Les guerres de conquête coloniale ont amené une première rupture dans cette filiation traditionnelle ; après la colonisation, la sculpture s'est vue traitée comme un art. Les Makonde du Mozambique ont joué un rôle majeur dans cette évolution, libérant la sculpture de ses liens avec le culte des ancêtres, permettant aux artistes de jouer de manière personnelle et créative avec les matériaux et les compétences acquis dès l'enfance.
Dans les années 1950-1960 s'est développé un groupe d'artisans pour les besoins du tourisme. Un petit nombre d'artistes exceptionnels, toutefois, sont partis s'établir en Tanzanie, attirés par une économie plus florissante. C'est là qu'ils ont commencé à travailler un bois d'ébène très dur, nommé 'mpingo' en Swahili, et changé radicalement les formes traditionnelles.
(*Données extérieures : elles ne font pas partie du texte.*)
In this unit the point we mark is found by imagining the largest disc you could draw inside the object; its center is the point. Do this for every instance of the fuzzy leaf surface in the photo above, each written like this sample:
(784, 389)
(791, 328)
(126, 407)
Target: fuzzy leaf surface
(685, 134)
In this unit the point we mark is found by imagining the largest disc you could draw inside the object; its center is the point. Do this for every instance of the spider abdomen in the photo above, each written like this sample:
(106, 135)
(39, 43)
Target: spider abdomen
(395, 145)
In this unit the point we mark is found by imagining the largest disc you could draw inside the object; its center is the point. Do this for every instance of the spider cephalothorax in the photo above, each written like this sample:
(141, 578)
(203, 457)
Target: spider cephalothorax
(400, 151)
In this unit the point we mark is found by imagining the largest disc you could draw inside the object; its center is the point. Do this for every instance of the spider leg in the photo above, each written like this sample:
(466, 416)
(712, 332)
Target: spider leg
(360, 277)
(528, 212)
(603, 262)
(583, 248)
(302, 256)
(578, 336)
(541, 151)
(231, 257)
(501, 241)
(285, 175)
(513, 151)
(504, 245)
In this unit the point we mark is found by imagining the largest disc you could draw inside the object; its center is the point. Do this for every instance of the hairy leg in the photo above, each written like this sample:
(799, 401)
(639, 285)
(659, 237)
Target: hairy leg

Samaki, Jacobo, Madanguo, Dfastani, Kashimir, Matei, Anangola, John Fundi et d'autres artistes ont créé et amélioré les styles 'shetani' et 'ujama'.
La sculpture de style 'ujama', au service de buts communautaires, prend la forme d'un arbre de vie une sorte de colonne constituée de créatures réalistes et fantastiques entièrement imbriquées les unes dans les autres qui manifeste une conscience élevée de l'existence collective. « Rikanpoga » appartient à ce style de sculpture. De face, elle représente un fermier ; de dos, un champ de maïs.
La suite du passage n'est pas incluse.